In [1]:
# Anaconda admin "python -m spacy download en"

In [7]:
# Import spacy
import spacy

# Create an instance of spacy and call it "nlp"
nlp = spacy.load("en_core_web_sm") # Loading english language shortest model

In [8]:
sentence = '"Mr. O\'Neill thinks that the boys\' stories about Chile\'s capital aren\'t amusing."'

In [9]:
print(sentence)

"Mr. O'Neill thinks that the boys' stories about Chile's capital aren't amusing."


In [10]:
# Creating an object of our instance
doc_object = nlp(sentence)

In [11]:
# Separating all the tokens from our instance
for token in doc_object:
    print(token.text)

"
Mr.
O'Neill
thinks
that
the
boys
'
stories
about
Chile
's
capital
are
n't
amusing
.
"


In [12]:
# Breaking the sentence according to Parts of Speech(POS)
for token in doc_object:
    print(token.text, token.pos_, end=" | ")

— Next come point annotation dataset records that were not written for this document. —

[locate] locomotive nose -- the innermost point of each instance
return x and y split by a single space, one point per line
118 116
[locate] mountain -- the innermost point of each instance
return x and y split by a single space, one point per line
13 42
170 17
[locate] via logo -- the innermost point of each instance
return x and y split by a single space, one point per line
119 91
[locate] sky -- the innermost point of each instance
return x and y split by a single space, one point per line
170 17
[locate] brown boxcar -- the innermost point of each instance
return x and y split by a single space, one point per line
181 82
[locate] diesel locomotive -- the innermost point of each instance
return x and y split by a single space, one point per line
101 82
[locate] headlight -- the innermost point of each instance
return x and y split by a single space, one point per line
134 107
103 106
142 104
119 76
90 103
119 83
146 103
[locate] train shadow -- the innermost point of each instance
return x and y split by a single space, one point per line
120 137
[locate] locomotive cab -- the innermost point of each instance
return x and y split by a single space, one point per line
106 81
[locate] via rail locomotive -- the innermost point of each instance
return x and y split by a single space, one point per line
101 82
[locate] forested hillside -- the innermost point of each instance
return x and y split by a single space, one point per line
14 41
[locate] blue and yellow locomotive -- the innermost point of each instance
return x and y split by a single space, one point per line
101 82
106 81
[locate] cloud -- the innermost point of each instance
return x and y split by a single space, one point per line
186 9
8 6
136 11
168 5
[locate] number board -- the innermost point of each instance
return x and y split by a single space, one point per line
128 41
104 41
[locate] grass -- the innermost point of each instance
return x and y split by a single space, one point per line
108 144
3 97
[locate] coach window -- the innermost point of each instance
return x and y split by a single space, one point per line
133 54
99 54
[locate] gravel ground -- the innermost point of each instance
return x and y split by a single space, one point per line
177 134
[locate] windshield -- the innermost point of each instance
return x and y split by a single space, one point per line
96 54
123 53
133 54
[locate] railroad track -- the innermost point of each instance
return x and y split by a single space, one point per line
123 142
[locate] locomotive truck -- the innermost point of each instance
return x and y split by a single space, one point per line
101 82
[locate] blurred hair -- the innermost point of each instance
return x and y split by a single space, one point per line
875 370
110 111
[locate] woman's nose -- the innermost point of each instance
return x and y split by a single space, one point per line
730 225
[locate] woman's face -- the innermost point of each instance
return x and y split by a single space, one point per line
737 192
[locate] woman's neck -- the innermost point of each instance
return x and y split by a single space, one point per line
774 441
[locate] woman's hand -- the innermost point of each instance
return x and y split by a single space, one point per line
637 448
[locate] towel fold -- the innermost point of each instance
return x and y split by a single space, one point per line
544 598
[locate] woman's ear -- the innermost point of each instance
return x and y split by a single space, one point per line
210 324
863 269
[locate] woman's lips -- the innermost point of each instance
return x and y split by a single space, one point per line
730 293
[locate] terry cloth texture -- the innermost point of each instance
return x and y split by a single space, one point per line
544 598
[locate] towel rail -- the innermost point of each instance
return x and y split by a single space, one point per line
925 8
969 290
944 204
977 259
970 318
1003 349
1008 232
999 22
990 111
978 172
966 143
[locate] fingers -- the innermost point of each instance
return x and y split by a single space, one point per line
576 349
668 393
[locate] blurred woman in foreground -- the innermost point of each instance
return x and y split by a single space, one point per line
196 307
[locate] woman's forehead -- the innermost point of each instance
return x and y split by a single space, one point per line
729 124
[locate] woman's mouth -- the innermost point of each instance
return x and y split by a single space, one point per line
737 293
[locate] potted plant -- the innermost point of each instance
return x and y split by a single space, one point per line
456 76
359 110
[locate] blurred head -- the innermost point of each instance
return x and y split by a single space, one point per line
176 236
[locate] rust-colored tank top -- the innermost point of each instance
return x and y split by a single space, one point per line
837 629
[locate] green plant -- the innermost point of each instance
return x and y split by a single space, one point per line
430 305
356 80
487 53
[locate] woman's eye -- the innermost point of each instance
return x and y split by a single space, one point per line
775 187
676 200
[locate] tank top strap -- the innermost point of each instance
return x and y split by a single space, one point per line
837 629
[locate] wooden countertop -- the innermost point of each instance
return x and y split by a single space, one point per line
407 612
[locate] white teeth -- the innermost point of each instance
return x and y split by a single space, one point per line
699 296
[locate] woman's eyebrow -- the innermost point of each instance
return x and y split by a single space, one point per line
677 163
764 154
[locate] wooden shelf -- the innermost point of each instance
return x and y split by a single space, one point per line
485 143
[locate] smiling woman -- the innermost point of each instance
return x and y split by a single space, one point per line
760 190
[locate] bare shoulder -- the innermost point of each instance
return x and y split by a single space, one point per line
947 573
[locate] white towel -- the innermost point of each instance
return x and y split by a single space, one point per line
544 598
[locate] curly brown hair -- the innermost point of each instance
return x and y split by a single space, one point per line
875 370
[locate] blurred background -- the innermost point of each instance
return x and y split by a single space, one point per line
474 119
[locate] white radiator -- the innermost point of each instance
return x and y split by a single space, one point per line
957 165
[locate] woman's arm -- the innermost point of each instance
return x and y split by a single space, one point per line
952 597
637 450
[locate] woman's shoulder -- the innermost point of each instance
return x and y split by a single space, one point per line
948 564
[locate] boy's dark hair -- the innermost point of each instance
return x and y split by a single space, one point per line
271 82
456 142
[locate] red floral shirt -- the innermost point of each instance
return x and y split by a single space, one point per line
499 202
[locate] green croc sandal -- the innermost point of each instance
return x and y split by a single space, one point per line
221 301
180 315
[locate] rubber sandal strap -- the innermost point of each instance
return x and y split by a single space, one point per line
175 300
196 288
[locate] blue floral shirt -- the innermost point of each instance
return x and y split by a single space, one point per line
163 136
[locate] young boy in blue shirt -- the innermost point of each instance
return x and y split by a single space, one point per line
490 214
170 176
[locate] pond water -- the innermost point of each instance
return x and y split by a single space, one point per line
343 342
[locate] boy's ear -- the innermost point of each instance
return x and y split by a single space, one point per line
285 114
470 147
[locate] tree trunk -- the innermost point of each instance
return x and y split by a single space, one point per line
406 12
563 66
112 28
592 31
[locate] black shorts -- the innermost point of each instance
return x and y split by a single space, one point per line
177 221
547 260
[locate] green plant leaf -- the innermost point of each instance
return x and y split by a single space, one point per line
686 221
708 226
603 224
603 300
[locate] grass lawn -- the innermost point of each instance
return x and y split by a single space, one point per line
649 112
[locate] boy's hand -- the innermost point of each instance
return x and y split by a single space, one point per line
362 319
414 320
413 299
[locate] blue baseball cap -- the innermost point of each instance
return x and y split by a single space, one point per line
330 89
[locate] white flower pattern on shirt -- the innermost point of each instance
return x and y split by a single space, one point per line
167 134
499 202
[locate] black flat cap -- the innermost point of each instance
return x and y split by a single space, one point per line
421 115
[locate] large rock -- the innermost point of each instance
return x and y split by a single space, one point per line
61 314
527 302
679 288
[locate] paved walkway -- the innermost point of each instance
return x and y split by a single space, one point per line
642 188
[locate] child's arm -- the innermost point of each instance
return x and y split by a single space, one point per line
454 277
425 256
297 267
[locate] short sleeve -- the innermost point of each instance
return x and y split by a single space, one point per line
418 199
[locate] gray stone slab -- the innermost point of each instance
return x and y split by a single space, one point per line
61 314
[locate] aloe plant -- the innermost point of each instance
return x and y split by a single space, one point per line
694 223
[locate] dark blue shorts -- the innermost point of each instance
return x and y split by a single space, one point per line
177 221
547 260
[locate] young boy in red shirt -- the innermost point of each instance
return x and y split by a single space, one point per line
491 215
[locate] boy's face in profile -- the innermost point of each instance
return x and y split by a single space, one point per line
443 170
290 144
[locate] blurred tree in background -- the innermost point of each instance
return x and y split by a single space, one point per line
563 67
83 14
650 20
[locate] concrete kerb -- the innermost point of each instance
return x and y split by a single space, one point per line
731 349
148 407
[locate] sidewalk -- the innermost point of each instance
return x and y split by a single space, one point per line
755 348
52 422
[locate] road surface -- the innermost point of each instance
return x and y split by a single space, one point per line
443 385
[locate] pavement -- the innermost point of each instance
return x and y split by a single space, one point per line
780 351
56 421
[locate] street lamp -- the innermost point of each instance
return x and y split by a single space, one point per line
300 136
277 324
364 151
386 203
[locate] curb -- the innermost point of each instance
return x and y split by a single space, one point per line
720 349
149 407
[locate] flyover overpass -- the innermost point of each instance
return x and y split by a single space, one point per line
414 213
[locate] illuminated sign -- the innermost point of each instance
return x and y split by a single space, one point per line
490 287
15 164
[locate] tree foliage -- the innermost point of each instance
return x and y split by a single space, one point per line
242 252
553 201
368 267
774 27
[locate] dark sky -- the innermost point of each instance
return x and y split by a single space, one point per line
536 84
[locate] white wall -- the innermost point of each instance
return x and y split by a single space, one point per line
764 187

" PUNCT | Mr. PROPN | O'Neill PROPN | thinks VERB | that ADP | the DET | boys NOUN | ' PART | stories NOUN | about ADP | Chile PROPN | 's PART | capital NOUN | are VERB | n't ADV | amusing ADJ | . PUNCT | " PUNCT | 

In [13]:
sentence = "It is best to access our website from 9 a.m. to 1 p.m. every weekend. The address is www.mywebsite.ie."

In [14]:
# Create a doc_object
doc_object = nlp(sentence)
# Show tokens from the doc_object
for token in doc_object:
    print(token.text)

It
is
best
to
access
our
website
from
9
a.m.
to
1
p.m.
every
weekend
.
The
address
is
www.mywebsite.ie
.


In [15]:
sentence = "I live about 20km from here. Taxi will cost about £50."

In [16]:
doc_object = nlp(sentence)
for token in doc_object:
    print(token)

I
live
about
20
km
from
here
.
Taxi
will
cost
about
£
50
.


In [17]:
len(doc_object)

15

In [18]:
# Sparse matrix 
len(doc_object.vocab)

57853

In [19]:
doc_object = nlp("I really like working with words!")

# Print each token
for token in doc_object:
    print(token)

I
really
like
working
with
words
!


In [20]:
# Extract the first token
doc_object[0]

I

In [21]:
# Extract the tokens from 3 to 6
doc_object[2:5]

like working with

In [22]:
# Extracting last 2 tokens
doc_object[-2:]

words!

In [23]:
# NER
doc_object = nlp("Samsung in Ireland are pleased with their new folding screen that they released after a $9 million investment.")



In [24]:
for token in doc_object:
    print(token, end=" | ")

Samsung | in | Ireland | are | pleased | with | their | new | folding | screen | that | they | released | after | a | $ | 9 | million | investment | . | 

In [29]:
# Show Named Entity Recognition(NER) of doc_object
for entity in doc_object.ents:
    print(entity, entity.label_, spacy.explain(entity.label_))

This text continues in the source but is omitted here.